How to achieve it? could you please share some sample code for this trick?

YookoTian · March 9, 2023, 3:54pm

The model it used didn’t include the mlp layers for MLM and NSP.
Btw, if you want to “frozen” any layer, you can set the parameter requires_grad to False, it’s more like a “transfer learning”, like this:

class BERTClassifier(nn.Module):
    def __init__(self, bert):
        super(BERTClassifier, self).__init__()
        self.encoder = bert.encoder
        for param in self.encoder.parameters():
            param.requires_grad = False
        self.hidden = bert.hidden
        for param in self.hidden.parameters():
            param.requires_grad = False

        self.output = nn.LazyLinear(3)


    def forward(self, inputs):
        tokens_X, segments_X, valid_lens_x = inputs
        encoded_X = self.encoder(tokens_X, segments_X, valid_lens_x)
        return self.output(self.hidden(encoded_X[:, 0, :]))

km5ar · May 5, 2023, 3:42pm

on windows, I’m experience following errors.
anyone know how to fix it?

sulaiman_khan · July 17, 2023, 7:24am

devices = d2l.try_all_gpus()
bert, vocab = load_pretrained_model(
‘bert.small’, num_hiddens=256, ffn_num_hiddens=512, num_heads=4,
num_blks=2, dropout=0.1, max_len=512, devices=devices) TypeError Traceback (most recent call last)
/tmp/ipykernel_7860/847789108.py in
2 bert, vocab = load_pretrained_model(
3 ‘bert.small’, num_hiddens=256, ffn_num_hiddens=512, num_heads=4,
----> 4 num_blks=2, dropout=0.1, max_len=512, devices=devices)

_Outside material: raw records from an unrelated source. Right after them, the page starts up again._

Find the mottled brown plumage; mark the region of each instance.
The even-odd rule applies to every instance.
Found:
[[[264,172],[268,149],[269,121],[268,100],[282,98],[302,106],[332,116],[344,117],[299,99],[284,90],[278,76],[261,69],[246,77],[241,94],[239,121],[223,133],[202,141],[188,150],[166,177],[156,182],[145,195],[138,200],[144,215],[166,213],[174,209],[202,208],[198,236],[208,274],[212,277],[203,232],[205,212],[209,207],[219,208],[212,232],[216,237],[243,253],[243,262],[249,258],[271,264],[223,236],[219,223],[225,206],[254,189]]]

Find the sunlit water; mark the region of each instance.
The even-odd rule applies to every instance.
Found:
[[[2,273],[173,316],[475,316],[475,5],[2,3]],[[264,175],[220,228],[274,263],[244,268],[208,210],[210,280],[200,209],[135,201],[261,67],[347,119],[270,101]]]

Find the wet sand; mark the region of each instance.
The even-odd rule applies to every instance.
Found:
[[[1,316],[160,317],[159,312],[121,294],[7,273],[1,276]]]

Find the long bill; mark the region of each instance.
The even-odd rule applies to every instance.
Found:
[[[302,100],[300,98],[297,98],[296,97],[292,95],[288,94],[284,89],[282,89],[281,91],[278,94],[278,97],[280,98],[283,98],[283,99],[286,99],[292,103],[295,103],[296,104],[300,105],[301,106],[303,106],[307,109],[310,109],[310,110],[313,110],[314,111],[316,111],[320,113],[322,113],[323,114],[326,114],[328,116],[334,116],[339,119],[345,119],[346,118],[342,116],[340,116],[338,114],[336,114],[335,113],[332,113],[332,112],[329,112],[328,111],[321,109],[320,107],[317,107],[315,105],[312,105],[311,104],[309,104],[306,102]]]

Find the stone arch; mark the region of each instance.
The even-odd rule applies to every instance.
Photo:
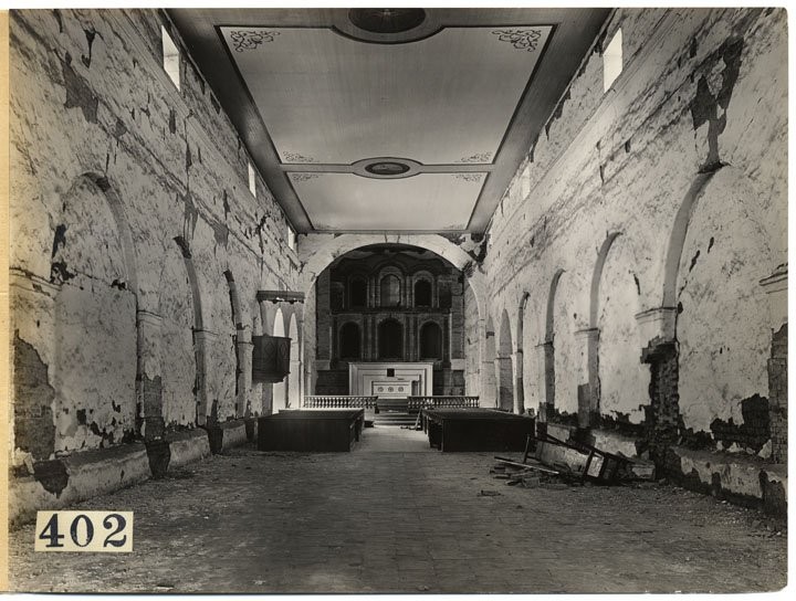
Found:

/tmp/ipykernel_7860/325226183.py in load_pretrained_model(pretrained_model, num_hiddens, ffn_num_hiddens, num_heads, num_blks, dropout, max_len, devices)
9 bert = d2l.BERTModel(
10 len(vocab), num_hiddens, ffn_num_hiddens=ffn_num_hiddens, num_heads=4,
—> 11 num_blks=2, dropout=0.2, max_len=max_len)
12 # Load pretrained BERT parameters
13 bert.load_state_dict(torch.load(os.path.join(data_dir,

TypeError: init() got an unexpected keyword argument ‘num_blks’

Hongli_Zhou · December 15, 2023, 2:59pm

You can manually decompress the SNLI compressed package in the data folder after downloading it.

JH.Lam · January 22, 2025, 10:23am

make sense. actually there are two components not used. so I think both will not be updated automatically, if any you can disable them manually .

JH.Lam · January 22, 2025, 10:29am

certain questions:

In last section “pertaining bert”, it used continuous sentences-pair in “wikitext-2” to do train model, while here uses NLI sentences pair(may be not continuous ) to do finetune, does it fit for both cases?